Entre os vizinhos da escola, o relato também é parecido. Moradora de região de Rio Várzea há 13 anos, a dona de casa Zoraia Marinho afirma que a água da Cedae tem dia certo para chegar. E só aparece uma vez por semana.

— Aqui é assim: a gente sabe que cai na segunda ou na sexta-feira. Quando cai na segunda, não cai na sexta, e vice-versa. Aí, temos que armazenar a água para passar o resto da semana — conta a dona de casa.

Mesmo em locais onde a água passa próximo, a falta de uma rede distribuidora adequada faz com que moradores admitam que apelam para ligações irregulares, os populares “gatos”. Um dos bairros onde o problema ocorre é o Gebara. Nos documentos anexos ao edital, a prefeitura de Itaboraí estima em 35% o índice atual de perda de água.

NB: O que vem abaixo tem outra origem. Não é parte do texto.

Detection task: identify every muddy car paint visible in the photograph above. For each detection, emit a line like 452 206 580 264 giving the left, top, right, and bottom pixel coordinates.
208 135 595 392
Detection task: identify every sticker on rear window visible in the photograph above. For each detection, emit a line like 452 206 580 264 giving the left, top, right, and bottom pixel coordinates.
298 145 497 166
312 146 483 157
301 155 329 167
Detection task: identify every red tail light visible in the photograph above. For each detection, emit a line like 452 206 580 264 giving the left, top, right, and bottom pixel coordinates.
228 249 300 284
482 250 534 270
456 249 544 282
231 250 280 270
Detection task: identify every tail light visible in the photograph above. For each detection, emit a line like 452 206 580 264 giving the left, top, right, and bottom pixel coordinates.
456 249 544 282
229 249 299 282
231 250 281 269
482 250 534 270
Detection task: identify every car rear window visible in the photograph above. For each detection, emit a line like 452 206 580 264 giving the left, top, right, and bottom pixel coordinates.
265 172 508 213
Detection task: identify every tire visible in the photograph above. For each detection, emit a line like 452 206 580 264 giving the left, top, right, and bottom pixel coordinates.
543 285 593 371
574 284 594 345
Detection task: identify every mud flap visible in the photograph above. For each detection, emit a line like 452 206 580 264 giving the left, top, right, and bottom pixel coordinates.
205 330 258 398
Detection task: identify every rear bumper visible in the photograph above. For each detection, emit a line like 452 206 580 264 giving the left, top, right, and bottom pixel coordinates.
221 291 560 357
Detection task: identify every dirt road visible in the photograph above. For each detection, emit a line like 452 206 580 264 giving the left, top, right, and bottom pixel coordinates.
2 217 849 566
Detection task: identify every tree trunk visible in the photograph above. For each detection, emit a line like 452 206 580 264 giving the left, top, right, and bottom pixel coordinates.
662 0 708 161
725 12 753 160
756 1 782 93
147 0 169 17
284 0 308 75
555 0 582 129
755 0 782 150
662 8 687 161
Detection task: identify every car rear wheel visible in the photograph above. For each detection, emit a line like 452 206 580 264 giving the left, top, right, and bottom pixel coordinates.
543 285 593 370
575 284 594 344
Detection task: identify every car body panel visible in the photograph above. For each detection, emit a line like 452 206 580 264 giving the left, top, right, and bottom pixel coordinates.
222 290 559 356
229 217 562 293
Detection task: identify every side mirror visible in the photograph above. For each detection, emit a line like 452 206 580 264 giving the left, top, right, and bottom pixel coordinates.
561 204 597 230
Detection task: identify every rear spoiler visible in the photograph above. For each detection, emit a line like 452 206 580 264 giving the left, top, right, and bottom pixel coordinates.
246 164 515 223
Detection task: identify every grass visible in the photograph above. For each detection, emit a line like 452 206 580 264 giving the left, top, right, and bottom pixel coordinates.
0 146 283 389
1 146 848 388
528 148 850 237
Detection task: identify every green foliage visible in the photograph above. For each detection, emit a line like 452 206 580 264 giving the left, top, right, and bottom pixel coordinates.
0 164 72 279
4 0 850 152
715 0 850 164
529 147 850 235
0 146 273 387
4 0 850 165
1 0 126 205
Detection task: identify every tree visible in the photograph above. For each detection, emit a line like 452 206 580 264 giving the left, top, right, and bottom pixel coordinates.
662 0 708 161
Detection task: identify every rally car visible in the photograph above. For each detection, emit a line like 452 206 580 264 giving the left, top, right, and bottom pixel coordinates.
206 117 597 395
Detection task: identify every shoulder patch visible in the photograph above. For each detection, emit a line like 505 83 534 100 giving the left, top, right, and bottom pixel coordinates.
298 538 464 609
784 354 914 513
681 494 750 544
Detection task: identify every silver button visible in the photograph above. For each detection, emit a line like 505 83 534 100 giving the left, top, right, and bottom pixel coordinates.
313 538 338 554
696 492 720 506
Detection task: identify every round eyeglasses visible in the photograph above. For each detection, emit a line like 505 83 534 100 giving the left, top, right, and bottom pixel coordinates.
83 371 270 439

— A gente queria pagar conta da Cedae, mas não consegue. Então, faz “gato” mesmo. As pessoas vão e furam o cano. É assim que funciona. O problema é quando alguém faz um furo errado e dá vazamento. Aí, ficamos sem água dois, três dias, até a empresa ir lá consertar — diz um motorista de transporte alternativo, morador do bairro Gebara.

Paralelamente à disputa entre prefeitura e Cedae, este ano a Secretaria estadual de Obras contratou uma empresa para a elaboração de um projeto básico de abastecimento de água em Itaboraí e em todos os municípios no entorno do Comperj, mas informou que os trabalhos ainda não foram concluídos. Os sistemas de abastecimento de água e de tratamento de esgoto do próprio complexo estão a cargo da Petrobras.

PRIVATIZAÇÃO JÁ CHEGA A 17 MUNICÍPIOS

A polêmica em torno da concessão de água e esgoto à iniciativa privada não chega a ser novidade no estado. Em novembro de 1999, a concessionária Águas de Niterói só conseguiu assumir os serviços após decisão judicial e, no primeiro dia de operação, teve de contar com o apoio da PM para acessar o prédio-sede da Cedae no município. Antes, em 1998, a primeira a privatizar foi Petrópolis, também administrada pelo grupo Águas do Brasil.
 
Atualmente, há pelo menos 17 cidades no estado que realizaram a privatização dos sistemas de água ou esgoto. Um dos casos mais recentes foi o de Macaé, que acabou realizando licitação apenas para esgoto, fazendo acordo com a Cedae em relação ao abastecimento de água. Na capital fluminense, apenas o esgoto da Zona Oeste foi concedido à iniciativa privada.

Em Niterói, a concessão levou água tratada para 100% da população nos primeiros cinco anos de atuação. O tratamento de esgoto atende a 90% dos imóveis. A cidade ficou em 14º num ranking de saneamento entre as cem maiores cidades do país divulgado este ano pelo Instituto Trata Brasil. Petrópolis ficou em 29º. Por outro lado, Duque de Caxias e Nova Iguaçu, na Baixada, cujo serviço está com a Cedae, ficaram respectivamente em 93º e 95º lugar.